Physics Informed Convex Artificial Neural Networks (PICANNs) for Optimal Transport based Density Estimation
This work addresses a computational bottleneck in optimal transport for researchers and practitioners in statistics, machine learning, and related fields, offering a novel method that is incremental in combining existing neural network techniques.
The paper tackles the challenging numerical computation of optimal transport maps in high dimensions by proposing Physics Informed Convex Artificial Neural Networks (PICANNs), which solve the continuous optimal mass transport problem via a deep learning approach, and demonstrates its application to density estimation and generative modeling tasks.

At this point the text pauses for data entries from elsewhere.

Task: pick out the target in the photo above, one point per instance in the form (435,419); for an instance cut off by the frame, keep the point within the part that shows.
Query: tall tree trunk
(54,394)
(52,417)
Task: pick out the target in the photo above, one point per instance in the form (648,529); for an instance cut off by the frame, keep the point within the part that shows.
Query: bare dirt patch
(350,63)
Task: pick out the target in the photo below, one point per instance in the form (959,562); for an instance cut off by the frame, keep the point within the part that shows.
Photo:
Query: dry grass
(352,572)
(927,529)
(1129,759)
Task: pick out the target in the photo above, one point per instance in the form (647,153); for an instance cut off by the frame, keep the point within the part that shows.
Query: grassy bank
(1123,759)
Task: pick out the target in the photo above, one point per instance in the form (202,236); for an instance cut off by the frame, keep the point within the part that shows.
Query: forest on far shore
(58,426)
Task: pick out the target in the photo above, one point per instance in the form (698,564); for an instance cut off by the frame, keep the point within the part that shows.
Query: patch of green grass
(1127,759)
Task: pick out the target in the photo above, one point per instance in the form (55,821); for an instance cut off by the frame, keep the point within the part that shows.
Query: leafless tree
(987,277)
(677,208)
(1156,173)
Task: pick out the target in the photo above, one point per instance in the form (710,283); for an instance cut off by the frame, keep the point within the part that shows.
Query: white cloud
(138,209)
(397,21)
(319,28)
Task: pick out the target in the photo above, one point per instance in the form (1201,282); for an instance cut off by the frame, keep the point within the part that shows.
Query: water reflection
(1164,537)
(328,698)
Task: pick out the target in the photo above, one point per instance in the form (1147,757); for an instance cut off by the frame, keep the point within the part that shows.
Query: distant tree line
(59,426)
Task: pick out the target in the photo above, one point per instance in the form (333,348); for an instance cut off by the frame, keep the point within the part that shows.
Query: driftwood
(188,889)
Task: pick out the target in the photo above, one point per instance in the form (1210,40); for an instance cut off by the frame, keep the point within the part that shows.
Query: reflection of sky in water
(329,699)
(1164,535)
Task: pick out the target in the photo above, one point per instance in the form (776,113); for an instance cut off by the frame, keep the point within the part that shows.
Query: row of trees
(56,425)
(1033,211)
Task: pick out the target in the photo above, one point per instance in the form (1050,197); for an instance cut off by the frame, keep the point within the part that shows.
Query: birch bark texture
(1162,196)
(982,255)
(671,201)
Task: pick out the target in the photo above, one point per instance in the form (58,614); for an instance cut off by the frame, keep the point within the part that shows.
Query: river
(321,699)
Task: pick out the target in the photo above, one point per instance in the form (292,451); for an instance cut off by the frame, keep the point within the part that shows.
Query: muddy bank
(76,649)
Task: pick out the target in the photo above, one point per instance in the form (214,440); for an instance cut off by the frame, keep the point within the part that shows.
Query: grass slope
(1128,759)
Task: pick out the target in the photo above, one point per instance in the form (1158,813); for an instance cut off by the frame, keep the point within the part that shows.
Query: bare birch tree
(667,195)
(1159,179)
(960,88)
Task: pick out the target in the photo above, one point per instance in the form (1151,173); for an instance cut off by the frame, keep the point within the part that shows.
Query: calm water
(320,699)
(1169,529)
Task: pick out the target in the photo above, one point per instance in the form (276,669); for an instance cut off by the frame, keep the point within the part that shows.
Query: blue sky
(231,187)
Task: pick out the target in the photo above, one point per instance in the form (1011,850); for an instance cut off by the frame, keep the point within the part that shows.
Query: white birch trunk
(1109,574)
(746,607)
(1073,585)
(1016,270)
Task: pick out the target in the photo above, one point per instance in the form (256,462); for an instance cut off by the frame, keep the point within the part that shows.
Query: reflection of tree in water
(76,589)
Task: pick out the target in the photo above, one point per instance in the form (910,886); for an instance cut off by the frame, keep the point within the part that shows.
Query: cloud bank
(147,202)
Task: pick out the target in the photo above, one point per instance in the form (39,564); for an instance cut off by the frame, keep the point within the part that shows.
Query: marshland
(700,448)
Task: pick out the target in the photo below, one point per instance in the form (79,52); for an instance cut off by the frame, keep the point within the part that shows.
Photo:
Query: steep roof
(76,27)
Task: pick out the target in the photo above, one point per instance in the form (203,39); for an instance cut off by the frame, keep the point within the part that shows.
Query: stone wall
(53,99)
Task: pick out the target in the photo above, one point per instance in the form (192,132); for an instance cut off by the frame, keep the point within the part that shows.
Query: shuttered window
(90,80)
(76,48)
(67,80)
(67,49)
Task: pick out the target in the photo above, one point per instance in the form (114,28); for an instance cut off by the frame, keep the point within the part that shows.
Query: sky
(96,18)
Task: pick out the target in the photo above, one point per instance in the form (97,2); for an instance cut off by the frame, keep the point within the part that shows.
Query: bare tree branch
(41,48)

Optimal Mass Transport (OMT) is a well studied problem with a variety of applications in a diverse set of fields ranging from Physics to Computer Vision and in particular Statistics and Data Science. Since the original formulation of Monge in 1781 significant theoretical progress been made on the existence, uniqueness and properties of the optimal transport maps. The actual numerical computation of the transport maps, particularly in high dimensions, remains a challenging problem. By Brenier's theorem, the continuous OMT problem can be reduced to that of solving a non-linear PDE of Monge-Ampere type whose solution is a convex function. In this paper, building on recent developments of input convex neural networks and physics informed neural networks for solving PDE's, we propose a Deep Learning approach to solve the continuous OMT problem. To demonstrate the versatility of our framework we focus on the ubiquitous density estimation and generative modeling tasks in statistics and machine learning. Finally as an example we show how our framework can be incorporated with an autoencoder to estimate an effective probabilistic generative model.